Bowler found that neither her academic expertise — she’d recently published Blessed, a history of American “prosperity gospel” megachurches — nor her own religious faith had fully prepared her for the experience. She began to write about her conundrum — first for herself (“just me crying into my laptop”), then in a New York Times op-ed, and then in a memoir, Everything Happens for a Reason and Other Lies I’ve Loved, published in 2018.
The same month her book launched, Bowler began hosting an interview podcast, Everything Happens, featuring her conversations with scientists, activists, thinkers, and writers about what they’ve learned through their work and through their own experiences with the difficult, unfathomable aspects of life. Now in its third season, Everything Happens has also been a vehicle for Bowler’s own exploration of how to recalibrate one’s life after trauma — when the worst appears about to happen, but then doesn’t quite. Bowler’s guests have included actor Alan Alda (on using improv to teach doctors and scientists to communicate more effectively), psychologist Angela Duckworth (on grit and resilience), former U.S. Surgeon General Vivek Murthy (on the health implications of chronic stress and isolation), and death penalty activist Sister Helen Prejean (on finding purpose through gentle nudges).
‘THINGS THAT ARE FOR NO REASON’
“I started the podcast as a way to try to make sense of the main themes of what it’s like to live with liminality,” Bowler says. “I’ve focused on the intellectual, emotional, and spiritual virtues you rediscover in that space. It turns out it is things that are for no reason, things that are non-instrumentizable, like joy.” Many of her guests are, like Bowler herself, skilled in academic study and gathering empirical data, but share elements of her own dissatisfaction with attempts to quantify that which really can’t be quantified. “A huge number of my guests are psychologists, sociologists, or doctors, but the spirit with which they enter into these conversations, I find to be very generative,” Bowler says. “They’re asking how do we create the conditions for more meaning-making and beauty and truth telling and resilience, but without the kind of proof-texting which asks suffering people to be the solutions for their own problems.”
Bowler jokes that her enthusiastic audience could be typecast as “sad NPR” listeners — engaged and curious people who see the importance of letting tragedy and beauty coexist.
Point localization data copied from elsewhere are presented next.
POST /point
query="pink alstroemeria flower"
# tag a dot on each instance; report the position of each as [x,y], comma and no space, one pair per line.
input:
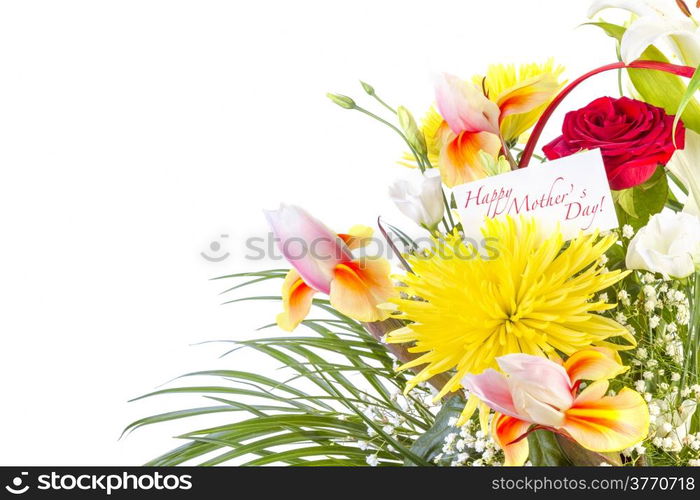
[323,262]
[535,391]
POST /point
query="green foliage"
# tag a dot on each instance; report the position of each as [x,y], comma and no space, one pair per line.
[339,386]
[660,88]
[545,449]
[429,445]
[635,205]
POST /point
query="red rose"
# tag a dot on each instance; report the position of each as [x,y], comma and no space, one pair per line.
[633,136]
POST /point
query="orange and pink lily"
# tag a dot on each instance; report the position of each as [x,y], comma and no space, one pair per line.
[475,121]
[535,393]
[323,262]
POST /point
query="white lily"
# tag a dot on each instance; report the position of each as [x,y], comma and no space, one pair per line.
[685,164]
[656,19]
[419,199]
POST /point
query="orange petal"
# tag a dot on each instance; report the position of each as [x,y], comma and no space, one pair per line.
[357,237]
[359,287]
[607,423]
[296,300]
[459,158]
[505,430]
[596,363]
[527,95]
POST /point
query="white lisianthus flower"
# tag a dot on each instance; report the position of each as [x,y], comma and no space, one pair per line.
[419,199]
[668,244]
[655,20]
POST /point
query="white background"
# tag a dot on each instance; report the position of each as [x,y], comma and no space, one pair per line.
[134,133]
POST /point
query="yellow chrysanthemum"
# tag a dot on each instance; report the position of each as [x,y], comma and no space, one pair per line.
[524,294]
[508,85]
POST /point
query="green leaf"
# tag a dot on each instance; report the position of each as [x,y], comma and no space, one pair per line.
[693,86]
[616,257]
[545,449]
[657,87]
[429,445]
[635,205]
[580,456]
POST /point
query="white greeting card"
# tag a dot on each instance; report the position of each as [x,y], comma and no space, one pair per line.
[572,192]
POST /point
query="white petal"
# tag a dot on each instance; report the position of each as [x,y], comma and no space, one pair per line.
[646,30]
[639,7]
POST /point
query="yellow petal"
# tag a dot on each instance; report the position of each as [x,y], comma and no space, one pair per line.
[296,300]
[507,429]
[358,236]
[358,288]
[459,160]
[610,423]
[596,363]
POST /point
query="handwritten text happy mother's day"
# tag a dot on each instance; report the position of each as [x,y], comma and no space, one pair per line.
[572,192]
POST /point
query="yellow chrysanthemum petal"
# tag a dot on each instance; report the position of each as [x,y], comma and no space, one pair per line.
[534,297]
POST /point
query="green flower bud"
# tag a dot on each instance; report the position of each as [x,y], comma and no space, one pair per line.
[342,100]
[368,88]
[414,135]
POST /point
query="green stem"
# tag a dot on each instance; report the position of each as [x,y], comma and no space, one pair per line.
[694,341]
[674,205]
[677,182]
[395,129]
[380,101]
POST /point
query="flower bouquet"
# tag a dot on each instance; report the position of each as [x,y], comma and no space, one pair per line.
[551,313]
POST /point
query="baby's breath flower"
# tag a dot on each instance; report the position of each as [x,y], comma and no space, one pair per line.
[654,321]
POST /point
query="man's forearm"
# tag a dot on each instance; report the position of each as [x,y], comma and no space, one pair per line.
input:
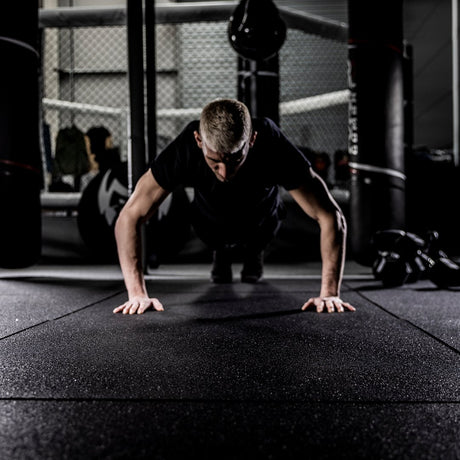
[129,245]
[333,241]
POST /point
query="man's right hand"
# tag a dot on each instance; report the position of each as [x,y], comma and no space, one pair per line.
[139,305]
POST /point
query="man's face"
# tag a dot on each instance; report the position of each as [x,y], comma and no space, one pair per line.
[224,165]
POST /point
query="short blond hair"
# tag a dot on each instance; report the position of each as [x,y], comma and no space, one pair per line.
[225,124]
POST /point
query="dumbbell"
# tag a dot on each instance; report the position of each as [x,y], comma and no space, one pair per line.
[443,272]
[400,257]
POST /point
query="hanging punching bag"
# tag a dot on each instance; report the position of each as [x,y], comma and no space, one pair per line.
[376,122]
[257,32]
[20,157]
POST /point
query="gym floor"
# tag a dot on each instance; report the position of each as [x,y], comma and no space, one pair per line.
[227,371]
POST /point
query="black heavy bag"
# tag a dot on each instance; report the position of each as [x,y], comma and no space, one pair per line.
[257,32]
[376,122]
[20,156]
[98,209]
[101,203]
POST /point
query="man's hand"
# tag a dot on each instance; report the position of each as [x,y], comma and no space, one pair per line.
[139,305]
[331,304]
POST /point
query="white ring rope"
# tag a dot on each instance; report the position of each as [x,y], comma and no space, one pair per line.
[297,106]
[377,169]
[19,43]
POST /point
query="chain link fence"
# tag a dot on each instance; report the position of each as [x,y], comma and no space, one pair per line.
[85,83]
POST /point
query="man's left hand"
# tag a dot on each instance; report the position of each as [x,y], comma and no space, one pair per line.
[330,304]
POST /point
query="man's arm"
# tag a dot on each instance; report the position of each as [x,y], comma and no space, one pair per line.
[144,201]
[316,201]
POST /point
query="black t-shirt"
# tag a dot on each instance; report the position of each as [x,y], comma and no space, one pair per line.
[253,194]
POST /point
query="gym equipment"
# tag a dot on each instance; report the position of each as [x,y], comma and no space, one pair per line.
[376,122]
[399,257]
[101,203]
[404,257]
[443,272]
[256,30]
[98,209]
[20,158]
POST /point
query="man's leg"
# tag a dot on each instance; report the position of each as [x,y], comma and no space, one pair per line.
[253,260]
[224,242]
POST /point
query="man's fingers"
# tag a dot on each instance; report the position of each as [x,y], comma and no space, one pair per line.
[330,304]
[139,306]
[348,306]
[307,304]
[157,305]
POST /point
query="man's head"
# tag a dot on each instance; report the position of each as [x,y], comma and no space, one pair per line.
[225,136]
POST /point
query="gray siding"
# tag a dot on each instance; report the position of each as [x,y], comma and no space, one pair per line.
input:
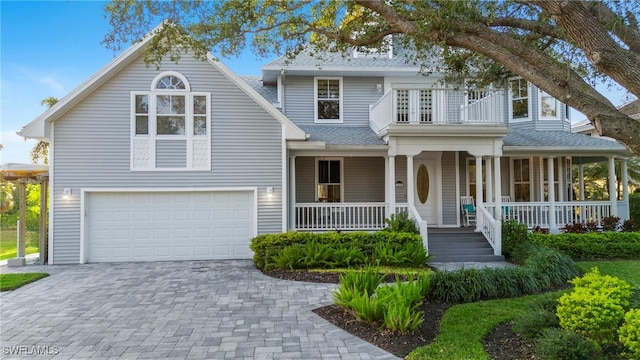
[171,153]
[364,179]
[358,94]
[92,142]
[449,213]
[305,179]
[401,175]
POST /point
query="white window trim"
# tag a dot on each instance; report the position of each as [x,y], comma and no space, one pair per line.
[315,101]
[542,94]
[164,74]
[529,98]
[341,175]
[472,178]
[512,187]
[152,137]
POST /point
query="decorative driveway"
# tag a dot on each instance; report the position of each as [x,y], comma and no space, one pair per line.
[177,310]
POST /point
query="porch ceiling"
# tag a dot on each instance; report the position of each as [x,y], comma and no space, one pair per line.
[533,142]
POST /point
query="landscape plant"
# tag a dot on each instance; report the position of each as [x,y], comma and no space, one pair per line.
[595,307]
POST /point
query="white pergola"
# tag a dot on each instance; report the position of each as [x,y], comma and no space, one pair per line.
[24,174]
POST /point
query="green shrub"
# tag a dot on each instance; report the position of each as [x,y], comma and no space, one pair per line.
[593,246]
[530,324]
[544,269]
[349,256]
[317,255]
[266,247]
[634,207]
[514,236]
[366,307]
[414,254]
[401,223]
[561,344]
[595,307]
[289,258]
[629,334]
[401,317]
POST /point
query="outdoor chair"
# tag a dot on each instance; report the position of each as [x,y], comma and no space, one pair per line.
[468,210]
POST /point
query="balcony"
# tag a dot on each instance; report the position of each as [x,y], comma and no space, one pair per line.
[437,106]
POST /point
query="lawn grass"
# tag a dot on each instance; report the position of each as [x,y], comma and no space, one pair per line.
[464,326]
[8,243]
[14,281]
[627,270]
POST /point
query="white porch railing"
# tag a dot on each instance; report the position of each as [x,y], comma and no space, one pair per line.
[537,213]
[340,216]
[437,106]
[491,229]
[422,225]
[488,108]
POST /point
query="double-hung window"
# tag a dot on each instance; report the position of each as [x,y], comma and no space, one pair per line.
[171,126]
[328,100]
[519,99]
[329,180]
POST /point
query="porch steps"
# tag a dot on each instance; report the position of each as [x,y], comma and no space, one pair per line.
[460,245]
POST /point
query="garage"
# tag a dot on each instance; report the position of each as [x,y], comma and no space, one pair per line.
[168,225]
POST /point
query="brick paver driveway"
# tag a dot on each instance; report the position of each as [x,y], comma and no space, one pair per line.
[191,309]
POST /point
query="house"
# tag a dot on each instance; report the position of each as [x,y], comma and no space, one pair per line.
[190,161]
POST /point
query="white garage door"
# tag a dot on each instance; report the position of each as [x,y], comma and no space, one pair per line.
[156,226]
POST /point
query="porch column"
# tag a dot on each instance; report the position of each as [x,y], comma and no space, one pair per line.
[391,186]
[292,192]
[479,201]
[581,181]
[552,194]
[625,180]
[497,187]
[410,179]
[612,186]
[561,179]
[488,177]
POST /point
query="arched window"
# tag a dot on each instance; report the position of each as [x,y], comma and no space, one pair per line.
[170,126]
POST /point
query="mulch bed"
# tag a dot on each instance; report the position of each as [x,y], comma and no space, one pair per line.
[501,344]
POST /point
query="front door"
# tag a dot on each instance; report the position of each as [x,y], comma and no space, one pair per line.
[426,190]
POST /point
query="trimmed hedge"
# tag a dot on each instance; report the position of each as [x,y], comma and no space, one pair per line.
[544,269]
[593,246]
[266,247]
Many of the listeners she’s heard from have lived through their own tragedies, “anyone who’s fallen and hit every rung on the way down.” Many other listeners are people who are vocationally committed to alleviating suffering (social workers, medical professionals) who have grown frustrated with the triteness of language around suffering, and weary of the accumulating costs of their own service.
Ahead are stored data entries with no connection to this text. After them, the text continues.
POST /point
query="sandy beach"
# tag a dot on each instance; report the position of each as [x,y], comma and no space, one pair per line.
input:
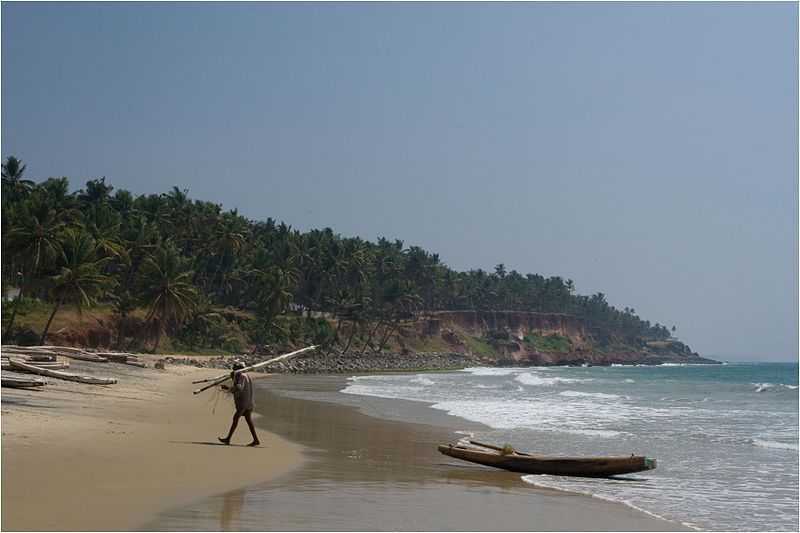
[87,457]
[368,468]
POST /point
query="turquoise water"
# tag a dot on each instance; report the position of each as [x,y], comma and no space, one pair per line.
[725,436]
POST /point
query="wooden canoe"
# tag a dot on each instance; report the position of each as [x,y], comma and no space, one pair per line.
[525,463]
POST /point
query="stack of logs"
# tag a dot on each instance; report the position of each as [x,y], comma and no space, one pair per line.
[18,362]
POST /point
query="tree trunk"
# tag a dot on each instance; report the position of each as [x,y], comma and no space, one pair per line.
[50,321]
[158,339]
[350,338]
[14,311]
[369,339]
[386,336]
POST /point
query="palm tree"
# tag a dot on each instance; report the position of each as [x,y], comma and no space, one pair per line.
[13,184]
[34,242]
[167,290]
[80,279]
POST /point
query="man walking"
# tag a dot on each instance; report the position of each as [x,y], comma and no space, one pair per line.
[242,389]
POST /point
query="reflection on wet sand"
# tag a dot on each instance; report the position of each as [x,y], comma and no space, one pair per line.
[368,473]
[231,509]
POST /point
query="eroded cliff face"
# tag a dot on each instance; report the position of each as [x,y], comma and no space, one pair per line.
[517,324]
[506,336]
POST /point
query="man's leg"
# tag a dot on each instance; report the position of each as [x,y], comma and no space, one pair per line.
[249,420]
[227,440]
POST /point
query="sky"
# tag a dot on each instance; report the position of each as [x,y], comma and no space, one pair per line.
[646,151]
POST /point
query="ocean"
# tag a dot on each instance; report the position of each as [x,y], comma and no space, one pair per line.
[725,436]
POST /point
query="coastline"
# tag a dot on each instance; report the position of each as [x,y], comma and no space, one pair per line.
[130,450]
[369,468]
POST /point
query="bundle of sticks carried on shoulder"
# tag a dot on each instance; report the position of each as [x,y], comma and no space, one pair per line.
[222,378]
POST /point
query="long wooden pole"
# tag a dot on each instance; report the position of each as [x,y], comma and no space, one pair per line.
[225,377]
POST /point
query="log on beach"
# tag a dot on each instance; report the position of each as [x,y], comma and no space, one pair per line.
[21,381]
[65,351]
[6,364]
[124,358]
[91,380]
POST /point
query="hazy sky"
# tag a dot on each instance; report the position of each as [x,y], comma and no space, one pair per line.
[648,151]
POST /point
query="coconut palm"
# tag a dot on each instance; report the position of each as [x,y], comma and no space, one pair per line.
[167,290]
[13,183]
[79,279]
[34,243]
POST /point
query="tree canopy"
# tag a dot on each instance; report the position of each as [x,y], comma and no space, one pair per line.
[178,257]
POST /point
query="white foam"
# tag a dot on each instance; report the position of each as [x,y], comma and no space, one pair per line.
[535,380]
[544,482]
[578,394]
[763,387]
[605,433]
[775,444]
[489,371]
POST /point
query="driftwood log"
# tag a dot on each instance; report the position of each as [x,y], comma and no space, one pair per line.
[92,380]
[65,351]
[21,381]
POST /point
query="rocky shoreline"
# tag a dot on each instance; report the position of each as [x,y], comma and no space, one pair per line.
[334,363]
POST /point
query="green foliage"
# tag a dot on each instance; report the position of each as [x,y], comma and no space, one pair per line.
[167,252]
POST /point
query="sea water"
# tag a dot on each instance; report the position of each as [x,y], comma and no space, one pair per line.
[725,436]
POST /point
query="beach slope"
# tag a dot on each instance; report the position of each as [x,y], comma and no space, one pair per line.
[83,457]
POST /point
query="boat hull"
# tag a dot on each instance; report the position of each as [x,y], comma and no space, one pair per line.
[555,466]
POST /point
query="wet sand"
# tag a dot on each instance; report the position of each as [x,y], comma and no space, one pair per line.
[370,469]
[87,457]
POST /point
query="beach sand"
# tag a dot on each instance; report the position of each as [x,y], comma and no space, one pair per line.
[86,457]
[368,468]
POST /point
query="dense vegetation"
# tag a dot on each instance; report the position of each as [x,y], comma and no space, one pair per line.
[165,263]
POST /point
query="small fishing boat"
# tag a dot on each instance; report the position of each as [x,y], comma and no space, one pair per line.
[526,463]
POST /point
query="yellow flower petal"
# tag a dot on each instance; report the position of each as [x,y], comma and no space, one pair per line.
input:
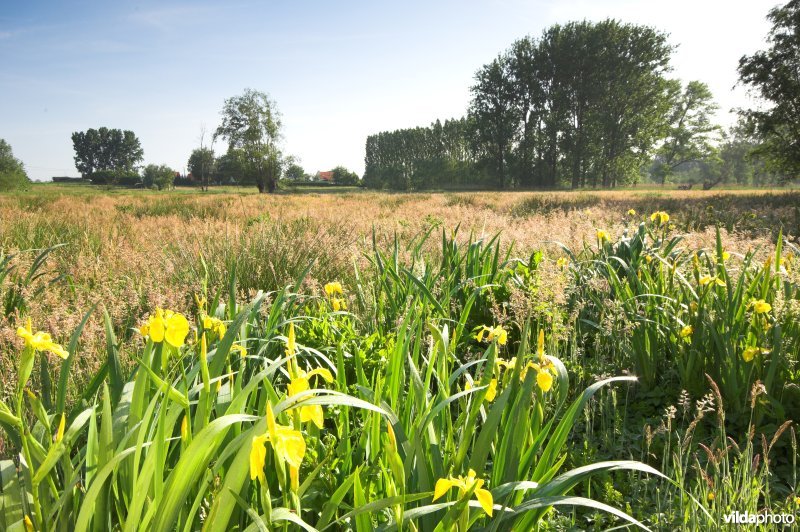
[289,445]
[177,327]
[322,372]
[491,392]
[60,431]
[443,485]
[156,327]
[258,456]
[485,500]
[545,380]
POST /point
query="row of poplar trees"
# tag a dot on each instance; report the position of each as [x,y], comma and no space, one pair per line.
[585,104]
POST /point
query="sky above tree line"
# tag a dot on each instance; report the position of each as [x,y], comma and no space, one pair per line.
[339,71]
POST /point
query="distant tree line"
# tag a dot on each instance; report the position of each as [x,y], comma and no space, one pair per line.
[12,171]
[439,156]
[586,104]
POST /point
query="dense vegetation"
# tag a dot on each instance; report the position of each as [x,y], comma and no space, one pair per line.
[12,172]
[593,105]
[395,366]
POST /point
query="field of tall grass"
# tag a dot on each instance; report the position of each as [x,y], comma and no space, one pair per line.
[362,361]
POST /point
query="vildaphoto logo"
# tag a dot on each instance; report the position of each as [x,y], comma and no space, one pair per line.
[764,518]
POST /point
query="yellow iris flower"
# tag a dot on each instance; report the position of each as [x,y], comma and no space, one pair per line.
[761,306]
[660,217]
[491,391]
[40,341]
[61,426]
[287,443]
[166,325]
[707,279]
[334,288]
[464,484]
[299,381]
[492,333]
[750,353]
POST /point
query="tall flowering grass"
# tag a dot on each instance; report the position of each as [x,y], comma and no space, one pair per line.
[279,411]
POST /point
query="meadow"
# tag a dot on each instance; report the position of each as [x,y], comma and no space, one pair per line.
[374,361]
Since the outbreak of COVID-19, Bowler’s explorations are finding even wider relevance. “In the pandemic, everyone’s getting a crash course in a language I already learned,” she says. To build on that interest and empower her listeners to learn from each other, Bowler’s team of producers — which includes Jessica Richie, Dustin Benac and Harriet Putman — has launched Life Together Apart, a seven-week set of video lessons, journaling prompts, digital resources, and a community comment comment thread to help listeners connect during the uncertainty of a liminal lockdown.
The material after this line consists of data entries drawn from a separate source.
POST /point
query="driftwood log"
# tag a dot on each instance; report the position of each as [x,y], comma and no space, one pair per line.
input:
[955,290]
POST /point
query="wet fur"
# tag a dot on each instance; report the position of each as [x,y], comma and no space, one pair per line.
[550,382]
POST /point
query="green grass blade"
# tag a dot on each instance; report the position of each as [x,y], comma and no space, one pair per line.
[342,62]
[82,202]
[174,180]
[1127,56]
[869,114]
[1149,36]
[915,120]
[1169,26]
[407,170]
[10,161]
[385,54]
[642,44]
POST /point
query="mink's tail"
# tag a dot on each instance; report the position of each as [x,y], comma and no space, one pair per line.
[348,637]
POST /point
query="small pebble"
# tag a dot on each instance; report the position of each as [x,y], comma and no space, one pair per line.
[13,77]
THE MARKET AND THE ACADEMY
Bowler says the podcast provides a helpful counterpoint to her ongoing teaching and research work at Duke. “I’ve structured it so that every new giant history book I’m writing is feeding into these podcasts,” she says. Meanwhile, having academic duties helps keep the market-driven momentum of the memoir and podcast from taking on too much of a life of its own — something she analyzed in her most recent book, The Preacher’s Wife, a study of evangelical woman celebrities. “One thing that book taught me is that the pace of the market is too fast, and the more authors try to work it, the more it will cannibalize them — they’ll have to produce faster and faster,” Bowler says.
“The most trusted institution in my life other than the church is the university,” Bowler says. “It’s sheltered from the storm, and will give you enough space to care about the things that the market will not reward. I think that there’s a richness to how the humanities and social science can inform deep questions of meaning-making and beauty and truth-telling and resilience without endless instrumentalization or hilarious empiricism. This is the gift of the university: that we like ideas for no reason, even when the market doesn’t reward it.”